Começa ele afirmando que a fase de baixo crescimento da economia entre nós “provavelmente permanecerá pelos próximos anos”. Mas o mercado de trabalho “tem apresentado resultados bastante satisfatórios”, com a taxa de desemprego em trajetória descendente e o nível de renda da população crescendo, assim como a formalização do mercado de trabalho, ainda em elevação. Dados do Ministério do Trabalho e Emprego (Caged) dizem que na década entre 2004 a 2013 foram gerados 13,4 milhões de empregos. No triênio 2011-2013, já com a economia em desaceleração, foram 3,2 milhões de novos empregos no total.

O quadro, porém, é diferente quando se observa a criação líquida de empregos nos mesmos três anos, que ficou concentrada na faixa até dois salários mínimos – a partir dela houve redução dos empregos. Hoje se vê que a taxa de desemprego está em torno de 5%, mas “ela é levantada em apenas seis regiões metropolitanas, deixando de fora a maior parte do mercado de trabalho”. Outras fontes apontam taxas mais altas. A baixa taxa “ocorre simultaneamente com alta precariedade e informalidade no mercado de trabalho” – alto número de pessoas ocupadas com baixos salários, sem carteira assinada e sem contribuição previdenciária ou trabalhando por conta própria. E ainda com “baixo nível de produtividade de tais empregos”.

Apesar dos avanços, diz o professor Saboia, “a situação permanece bastante precária”, pois se pode imaginar o que acontece fora das seis regiões metropolitanas – já que mesmo nestas apenas 55% dos ocupados têm carteira de trabalho assinada. O País pode até – acredita ele – continuar gerando empregos nos próximos anos, apesar das perspectivas econômicas desfavoráveis. Mas serão ocupações com alto nível de qualificação “ou, ao contrário, empregos de baixo salário e produtividade”? Como três em quatro empregos gerados o têm sido no setor terciário (dois em serviços e um no comércio), no qual a característica tem sido baixos salários e baixa produtividade, é possível que se continue nessa trajetória. E lembrando ainda que o crescimento da produtividade no trabalho entre nós não passou de 1% ao ano entre 2000 e 2012.

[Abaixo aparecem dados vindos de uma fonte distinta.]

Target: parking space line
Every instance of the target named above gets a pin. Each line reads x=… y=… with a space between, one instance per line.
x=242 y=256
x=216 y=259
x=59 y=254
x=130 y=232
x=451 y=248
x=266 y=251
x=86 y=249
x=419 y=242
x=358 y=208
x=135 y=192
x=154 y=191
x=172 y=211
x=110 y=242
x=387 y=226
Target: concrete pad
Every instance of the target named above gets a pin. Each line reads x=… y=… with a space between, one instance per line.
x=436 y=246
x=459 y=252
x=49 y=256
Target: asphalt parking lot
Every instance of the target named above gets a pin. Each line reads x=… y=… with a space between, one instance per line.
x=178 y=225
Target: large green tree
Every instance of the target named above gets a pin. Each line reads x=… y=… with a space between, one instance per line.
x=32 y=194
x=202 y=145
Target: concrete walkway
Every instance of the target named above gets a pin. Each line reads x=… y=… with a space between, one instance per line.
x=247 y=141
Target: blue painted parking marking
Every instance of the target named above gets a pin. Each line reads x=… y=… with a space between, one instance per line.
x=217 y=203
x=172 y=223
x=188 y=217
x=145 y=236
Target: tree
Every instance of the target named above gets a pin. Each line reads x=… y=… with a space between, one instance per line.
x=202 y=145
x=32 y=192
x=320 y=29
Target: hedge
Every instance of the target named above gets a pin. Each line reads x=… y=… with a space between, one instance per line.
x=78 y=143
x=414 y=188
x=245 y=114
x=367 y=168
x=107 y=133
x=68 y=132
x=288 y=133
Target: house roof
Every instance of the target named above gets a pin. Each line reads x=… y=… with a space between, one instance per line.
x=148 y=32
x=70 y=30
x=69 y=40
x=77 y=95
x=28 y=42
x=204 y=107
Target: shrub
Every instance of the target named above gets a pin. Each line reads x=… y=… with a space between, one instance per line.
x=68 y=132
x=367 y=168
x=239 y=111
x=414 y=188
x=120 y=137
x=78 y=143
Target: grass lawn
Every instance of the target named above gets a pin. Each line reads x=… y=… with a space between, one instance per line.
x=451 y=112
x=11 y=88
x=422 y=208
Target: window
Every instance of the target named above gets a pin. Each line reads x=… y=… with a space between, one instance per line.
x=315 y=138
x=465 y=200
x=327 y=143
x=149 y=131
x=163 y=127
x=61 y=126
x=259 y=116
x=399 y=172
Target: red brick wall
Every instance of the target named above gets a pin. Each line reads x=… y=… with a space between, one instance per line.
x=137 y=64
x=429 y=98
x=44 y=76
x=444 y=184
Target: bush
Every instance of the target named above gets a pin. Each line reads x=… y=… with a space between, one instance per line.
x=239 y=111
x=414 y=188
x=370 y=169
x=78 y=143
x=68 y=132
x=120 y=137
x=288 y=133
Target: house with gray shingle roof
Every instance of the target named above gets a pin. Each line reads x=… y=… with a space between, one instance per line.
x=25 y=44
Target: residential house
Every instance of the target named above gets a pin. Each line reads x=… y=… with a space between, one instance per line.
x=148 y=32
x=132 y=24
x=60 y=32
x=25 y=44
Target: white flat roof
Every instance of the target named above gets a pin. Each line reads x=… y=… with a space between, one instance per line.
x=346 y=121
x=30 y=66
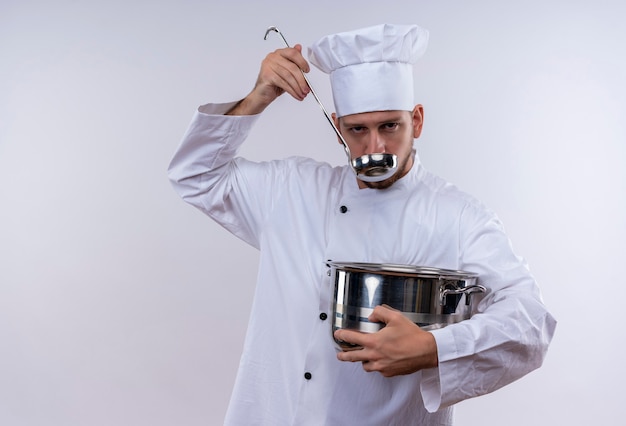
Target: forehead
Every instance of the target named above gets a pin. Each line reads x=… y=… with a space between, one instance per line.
x=375 y=117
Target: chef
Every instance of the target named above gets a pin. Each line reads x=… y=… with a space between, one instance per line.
x=300 y=213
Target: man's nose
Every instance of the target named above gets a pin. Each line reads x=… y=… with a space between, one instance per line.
x=375 y=144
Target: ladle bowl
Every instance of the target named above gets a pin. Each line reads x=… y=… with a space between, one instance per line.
x=375 y=167
x=368 y=168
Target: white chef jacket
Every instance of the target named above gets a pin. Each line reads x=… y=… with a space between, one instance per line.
x=300 y=213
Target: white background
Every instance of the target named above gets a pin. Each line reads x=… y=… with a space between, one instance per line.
x=120 y=305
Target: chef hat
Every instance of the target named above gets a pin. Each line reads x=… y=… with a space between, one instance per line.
x=371 y=69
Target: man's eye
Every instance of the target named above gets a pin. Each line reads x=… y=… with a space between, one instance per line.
x=390 y=126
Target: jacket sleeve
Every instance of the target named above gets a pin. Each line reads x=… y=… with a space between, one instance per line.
x=509 y=334
x=205 y=172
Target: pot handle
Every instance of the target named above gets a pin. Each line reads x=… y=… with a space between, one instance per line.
x=475 y=288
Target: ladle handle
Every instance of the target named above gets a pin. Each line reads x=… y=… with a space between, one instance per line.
x=330 y=120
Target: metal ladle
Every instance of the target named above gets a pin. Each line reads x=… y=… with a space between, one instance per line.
x=368 y=168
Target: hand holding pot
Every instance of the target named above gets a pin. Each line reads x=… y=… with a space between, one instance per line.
x=281 y=71
x=401 y=347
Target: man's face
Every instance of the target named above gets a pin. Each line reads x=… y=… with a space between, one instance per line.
x=384 y=132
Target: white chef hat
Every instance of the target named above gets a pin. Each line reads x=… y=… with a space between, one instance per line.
x=371 y=69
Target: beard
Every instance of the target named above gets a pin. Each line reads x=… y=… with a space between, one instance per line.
x=403 y=169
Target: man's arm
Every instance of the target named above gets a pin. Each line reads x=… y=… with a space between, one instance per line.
x=281 y=71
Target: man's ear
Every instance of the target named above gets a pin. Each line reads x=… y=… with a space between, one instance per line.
x=418 y=120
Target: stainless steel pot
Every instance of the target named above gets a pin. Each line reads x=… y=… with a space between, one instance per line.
x=430 y=297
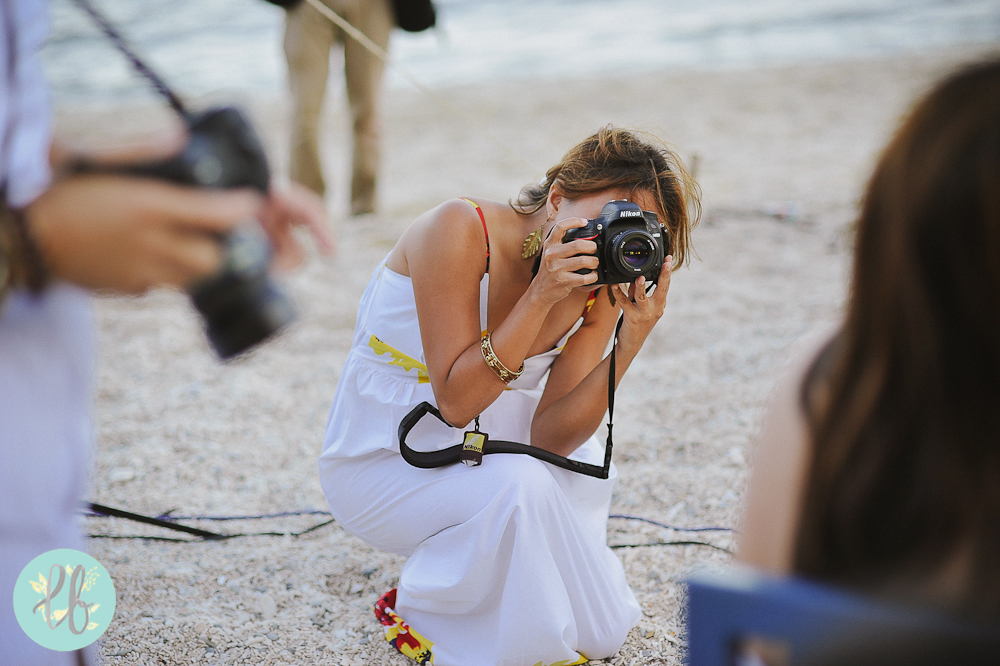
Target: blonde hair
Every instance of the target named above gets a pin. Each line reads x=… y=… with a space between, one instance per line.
x=614 y=158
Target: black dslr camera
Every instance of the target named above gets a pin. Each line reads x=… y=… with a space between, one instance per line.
x=240 y=303
x=630 y=242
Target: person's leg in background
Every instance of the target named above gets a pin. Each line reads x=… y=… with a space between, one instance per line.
x=308 y=38
x=363 y=72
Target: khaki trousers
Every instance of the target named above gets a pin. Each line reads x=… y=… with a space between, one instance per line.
x=309 y=37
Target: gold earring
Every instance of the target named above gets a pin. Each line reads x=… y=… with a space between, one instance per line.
x=533 y=243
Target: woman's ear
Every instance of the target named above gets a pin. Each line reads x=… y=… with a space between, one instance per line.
x=553 y=201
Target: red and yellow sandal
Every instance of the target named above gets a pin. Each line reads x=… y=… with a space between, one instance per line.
x=399 y=634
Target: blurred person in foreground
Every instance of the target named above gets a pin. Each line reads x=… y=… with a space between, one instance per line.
x=59 y=238
x=878 y=465
x=508 y=561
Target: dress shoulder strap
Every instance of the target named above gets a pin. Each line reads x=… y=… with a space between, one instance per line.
x=485 y=230
x=590 y=302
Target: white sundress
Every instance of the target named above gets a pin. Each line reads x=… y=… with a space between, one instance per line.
x=508 y=562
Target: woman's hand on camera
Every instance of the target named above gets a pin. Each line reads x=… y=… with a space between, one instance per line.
x=128 y=235
x=641 y=311
x=557 y=277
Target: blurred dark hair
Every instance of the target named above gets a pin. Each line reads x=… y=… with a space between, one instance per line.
x=904 y=405
x=614 y=158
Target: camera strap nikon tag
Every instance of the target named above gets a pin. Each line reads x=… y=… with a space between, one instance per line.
x=477 y=444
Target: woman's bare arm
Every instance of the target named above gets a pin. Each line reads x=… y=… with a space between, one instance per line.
x=576 y=395
x=445 y=256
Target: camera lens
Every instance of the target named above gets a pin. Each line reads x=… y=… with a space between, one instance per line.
x=634 y=251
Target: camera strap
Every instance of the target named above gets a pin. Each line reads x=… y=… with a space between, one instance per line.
x=453 y=454
x=137 y=63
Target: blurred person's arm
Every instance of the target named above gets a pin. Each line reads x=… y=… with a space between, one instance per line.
x=780 y=464
x=129 y=234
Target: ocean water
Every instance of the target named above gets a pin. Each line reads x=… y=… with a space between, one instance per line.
x=222 y=47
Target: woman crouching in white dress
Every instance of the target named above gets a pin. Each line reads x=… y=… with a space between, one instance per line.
x=508 y=561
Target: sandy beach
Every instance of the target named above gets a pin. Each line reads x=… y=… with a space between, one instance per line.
x=782 y=155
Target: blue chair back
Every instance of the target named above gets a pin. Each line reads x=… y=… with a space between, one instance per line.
x=725 y=610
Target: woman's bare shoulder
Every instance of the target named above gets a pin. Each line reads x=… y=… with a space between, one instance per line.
x=446 y=232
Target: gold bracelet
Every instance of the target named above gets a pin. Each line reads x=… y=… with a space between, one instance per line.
x=505 y=375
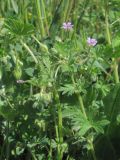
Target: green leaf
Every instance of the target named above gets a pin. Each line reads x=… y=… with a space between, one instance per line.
x=18 y=27
x=29 y=71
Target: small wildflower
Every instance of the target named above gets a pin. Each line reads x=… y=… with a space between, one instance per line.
x=67 y=26
x=20 y=81
x=91 y=41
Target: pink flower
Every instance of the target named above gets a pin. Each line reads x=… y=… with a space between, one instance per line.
x=67 y=26
x=20 y=81
x=91 y=41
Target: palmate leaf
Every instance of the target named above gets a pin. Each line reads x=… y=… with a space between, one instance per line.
x=7 y=112
x=82 y=125
x=68 y=89
x=18 y=27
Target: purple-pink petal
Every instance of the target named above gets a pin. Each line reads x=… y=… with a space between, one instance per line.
x=67 y=25
x=91 y=41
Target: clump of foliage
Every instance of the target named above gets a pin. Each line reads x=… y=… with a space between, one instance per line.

Por isso tudo, a conclusão do autor do estudo é de que “o desafio que se coloca para o País não é a geração de empregos, mas, sim, a geração de bons empregos – isso passa por retomada de investimentos e pela qualidade do ensino público em geral”. Ainda temos, segundo o IBGE, 13 milhões de analfabetos (Miriam Leitão, 19/9), mas “há um porcentual menor de jovens entrando no mercado de trabalho”, e “com mais gente na porta de saída, até porque o Brasil é um país onde há muita aposentadoria precoce”. Como lembra o ex-ministro Pedro Malan, poderemos até ter problemas com a oferta de mão de obra (Estado, 9/3). A partir de agora, “o crescimento da população ativa garante pouco mais do que um ponto porcentual de crescimento do produto interno bruto. Como mostram vários estudos, crescer muito além disso (1,2% a 1,4%), só com aumentos da produtividade. Que dependem da acumulação de capital físico e humano por trabalhador, de inovações técnicas e de mudanças nas áreas previdenciária, trabalhista e tributária”. Ou seja, a qualidade do nosso ensino volta a ser o centro da questão.

Portanto, educação, ciência e tecnologia chegam ao palco, ao lado de problemas sociais como as deficiências no saneamento básico (que pensam nossos candidatos de 35% dos domicílios não estarem ligados a redes de esgotos?), na limpeza urbana e os mais que graves problemas da concentração de pessoas nas cidades. Estudo publicado pela revista Science e mencionado por este jornal (19/9) admite que ao final deste século se poderá chegar no mundo a 11 bilhões de pessoas, 2 bilhões mais do que se pensava antes. Continuaremos aqui estimulando a concentração nas cidades?

E que pensa o Brasil do quadro de concentração da renda e do consumo nos países industrializados? A campanha eleitoral não entrou por esse terreno. Continuaremos no papel que nos foi reservado desde o Brasil colônia – o de exportadores de produtos primários a baixos preços, convenientes para os países industrializados/consumidores?